EKBIS.CO, JAKARTA -- Badan Penyelenggara Jaminan Sosial (BPJS) Kesehatan menghitung instansinya mengalami defisit sekitar Rp 28 triliun hingga akhir 2019. Hitungan ini berdasarkan iuran yang diterima BPJS Kesehatan dikurangi dengan biaya pelayanan kesehatan.
"Di akhir 2019 kami memprediksi mengalami kerugian Rp 28 triliun," ujar Asisten deputi direksi Bidang Pengelolaan faskes Rujukan BPJS Kesehatan Beno Herman saat ditemui di diskusi Persi bertema "Defisit BPJS Kesehatan dan dampaknya pada keberlangsungan pelayanan Rumah Sakit”,di Rumah Sakit Cipto Mangunkusumo, Jakarta, Selasa (16/7).
Ia menyebut BPJS Kesehatan belum membayar Rp 9,1 triliun selama 2018 dan terbawa di laporan keuangan 2019. "Jadi kalau kita hitung lagi defisit BPJS Kesehatan yang real 2019 itu Rp 19 triliun.

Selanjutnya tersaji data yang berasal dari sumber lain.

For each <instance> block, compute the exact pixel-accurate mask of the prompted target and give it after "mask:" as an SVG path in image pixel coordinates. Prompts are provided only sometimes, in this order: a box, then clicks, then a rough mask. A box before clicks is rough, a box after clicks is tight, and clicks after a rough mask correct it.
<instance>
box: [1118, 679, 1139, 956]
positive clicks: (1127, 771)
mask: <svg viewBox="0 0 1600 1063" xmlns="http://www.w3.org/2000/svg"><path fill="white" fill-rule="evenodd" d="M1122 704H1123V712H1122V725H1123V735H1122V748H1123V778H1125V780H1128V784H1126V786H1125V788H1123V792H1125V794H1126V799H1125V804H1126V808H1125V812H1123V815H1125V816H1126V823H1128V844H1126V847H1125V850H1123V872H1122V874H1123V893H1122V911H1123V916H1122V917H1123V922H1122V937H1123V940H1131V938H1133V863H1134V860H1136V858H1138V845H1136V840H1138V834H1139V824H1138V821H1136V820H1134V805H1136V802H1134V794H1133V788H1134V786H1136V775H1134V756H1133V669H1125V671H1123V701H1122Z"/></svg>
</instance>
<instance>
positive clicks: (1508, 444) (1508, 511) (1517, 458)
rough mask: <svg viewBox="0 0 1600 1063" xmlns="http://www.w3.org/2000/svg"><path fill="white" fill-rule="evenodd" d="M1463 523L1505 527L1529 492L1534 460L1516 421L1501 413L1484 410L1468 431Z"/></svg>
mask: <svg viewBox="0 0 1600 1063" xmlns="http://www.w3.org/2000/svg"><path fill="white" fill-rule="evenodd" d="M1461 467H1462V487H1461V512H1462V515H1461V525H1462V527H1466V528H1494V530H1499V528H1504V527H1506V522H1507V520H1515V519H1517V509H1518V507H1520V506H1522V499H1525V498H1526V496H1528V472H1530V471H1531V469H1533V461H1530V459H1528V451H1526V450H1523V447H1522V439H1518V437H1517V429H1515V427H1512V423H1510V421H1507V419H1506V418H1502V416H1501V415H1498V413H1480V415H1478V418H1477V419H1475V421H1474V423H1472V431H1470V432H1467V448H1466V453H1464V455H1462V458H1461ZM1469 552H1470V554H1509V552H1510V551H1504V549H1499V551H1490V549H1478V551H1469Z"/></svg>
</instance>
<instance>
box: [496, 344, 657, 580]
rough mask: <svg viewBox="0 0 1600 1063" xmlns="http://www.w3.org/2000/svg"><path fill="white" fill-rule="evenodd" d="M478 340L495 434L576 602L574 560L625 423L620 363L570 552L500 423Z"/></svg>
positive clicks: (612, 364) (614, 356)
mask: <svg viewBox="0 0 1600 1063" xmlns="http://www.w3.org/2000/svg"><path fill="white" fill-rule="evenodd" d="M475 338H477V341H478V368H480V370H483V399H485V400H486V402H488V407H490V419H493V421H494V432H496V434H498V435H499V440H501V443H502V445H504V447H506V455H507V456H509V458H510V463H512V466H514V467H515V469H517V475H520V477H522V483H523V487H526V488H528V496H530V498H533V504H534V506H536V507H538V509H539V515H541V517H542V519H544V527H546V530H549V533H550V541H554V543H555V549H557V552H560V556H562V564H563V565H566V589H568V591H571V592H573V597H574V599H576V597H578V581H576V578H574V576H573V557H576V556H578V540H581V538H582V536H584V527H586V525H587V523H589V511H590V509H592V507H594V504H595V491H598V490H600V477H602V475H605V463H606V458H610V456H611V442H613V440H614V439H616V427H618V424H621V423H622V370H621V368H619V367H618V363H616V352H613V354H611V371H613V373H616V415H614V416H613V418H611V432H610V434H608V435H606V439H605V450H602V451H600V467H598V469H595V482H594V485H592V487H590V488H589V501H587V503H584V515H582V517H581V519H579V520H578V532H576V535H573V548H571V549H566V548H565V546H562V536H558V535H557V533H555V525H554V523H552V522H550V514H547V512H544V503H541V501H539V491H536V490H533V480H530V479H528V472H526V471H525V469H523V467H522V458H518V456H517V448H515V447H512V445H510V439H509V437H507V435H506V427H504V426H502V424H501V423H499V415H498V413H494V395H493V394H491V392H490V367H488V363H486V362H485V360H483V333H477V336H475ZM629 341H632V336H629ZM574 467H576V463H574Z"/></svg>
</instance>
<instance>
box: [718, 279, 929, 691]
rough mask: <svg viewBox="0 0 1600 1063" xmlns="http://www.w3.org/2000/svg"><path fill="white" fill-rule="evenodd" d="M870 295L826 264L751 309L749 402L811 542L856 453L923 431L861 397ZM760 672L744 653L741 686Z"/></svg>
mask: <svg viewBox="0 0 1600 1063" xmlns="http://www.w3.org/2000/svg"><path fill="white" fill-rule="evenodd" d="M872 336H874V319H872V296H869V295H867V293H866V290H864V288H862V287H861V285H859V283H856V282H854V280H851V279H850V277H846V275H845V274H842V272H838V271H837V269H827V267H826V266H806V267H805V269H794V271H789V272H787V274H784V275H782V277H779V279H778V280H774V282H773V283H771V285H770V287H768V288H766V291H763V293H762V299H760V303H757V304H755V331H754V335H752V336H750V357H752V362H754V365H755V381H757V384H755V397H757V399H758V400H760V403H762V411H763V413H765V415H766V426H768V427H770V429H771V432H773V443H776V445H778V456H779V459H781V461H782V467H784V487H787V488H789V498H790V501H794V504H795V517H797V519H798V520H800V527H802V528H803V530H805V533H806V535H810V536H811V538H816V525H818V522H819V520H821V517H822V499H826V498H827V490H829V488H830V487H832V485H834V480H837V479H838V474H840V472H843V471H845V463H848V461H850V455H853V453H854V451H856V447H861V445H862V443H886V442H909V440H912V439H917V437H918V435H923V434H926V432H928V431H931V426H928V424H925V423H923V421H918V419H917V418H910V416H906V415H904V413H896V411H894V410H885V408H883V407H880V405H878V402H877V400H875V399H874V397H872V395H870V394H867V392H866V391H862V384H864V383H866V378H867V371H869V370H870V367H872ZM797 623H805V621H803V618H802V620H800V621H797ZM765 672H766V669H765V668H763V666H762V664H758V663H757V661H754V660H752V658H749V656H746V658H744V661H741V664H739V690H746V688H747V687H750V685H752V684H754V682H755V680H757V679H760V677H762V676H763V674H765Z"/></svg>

Tetapi kumulatifnya (utang 2018 dan 2019) sekitar Rp 28 triliun," ujarnya.
Tak hanya itu, Beno menambahkan klaim rumah sakit yang telah jatuh tempo per tanggal 8 Juli 2019 sebesar Rp 7,1 triliun juga harus dibayar BPJS Kesehatan. Beruntungnya, utang itu menurun menjadi 6,5 triliun per tanggal 14 Juli 2019.
Menurut Beno, jalan mengatasi defisit Rp 28 triliun dengan kebijakan proses bauran hingga akhir tahun. Ia menyebut Kementerian Kesehatan (Kemenkes) bersedia memberikan sekitar Rp 6 triliun untuk mengatasi defisit.
Kendati demikian, ia menyebut Kemenkes menetapkan syarat-syarat diantaranya review kelas rumah sakit. Sehingga ia mengakui tidak semua angka defisit akan dibayar pemerintah. Pihaknya ingin persoalan defisit Rp 28 triliun itu tuntas bisa selesai di akhir tahun nanti sehingga 2020 persoalan bukan lagi tentang defisit 2019. Karena itu pihaknya berharap upaya-upaya untuk mengatasi defisit segera dilaksanakan.
"Termasuk berharap masalah regulasi urun biaya segera dikeluarkan Kemenkes dalam waktu dekat," ujarnya.
Selain itu pihaknya ingin fraud sesuai temuan Badan Pengawasan Keuangan dan Pembangunan (BPKP) bisa diatasi.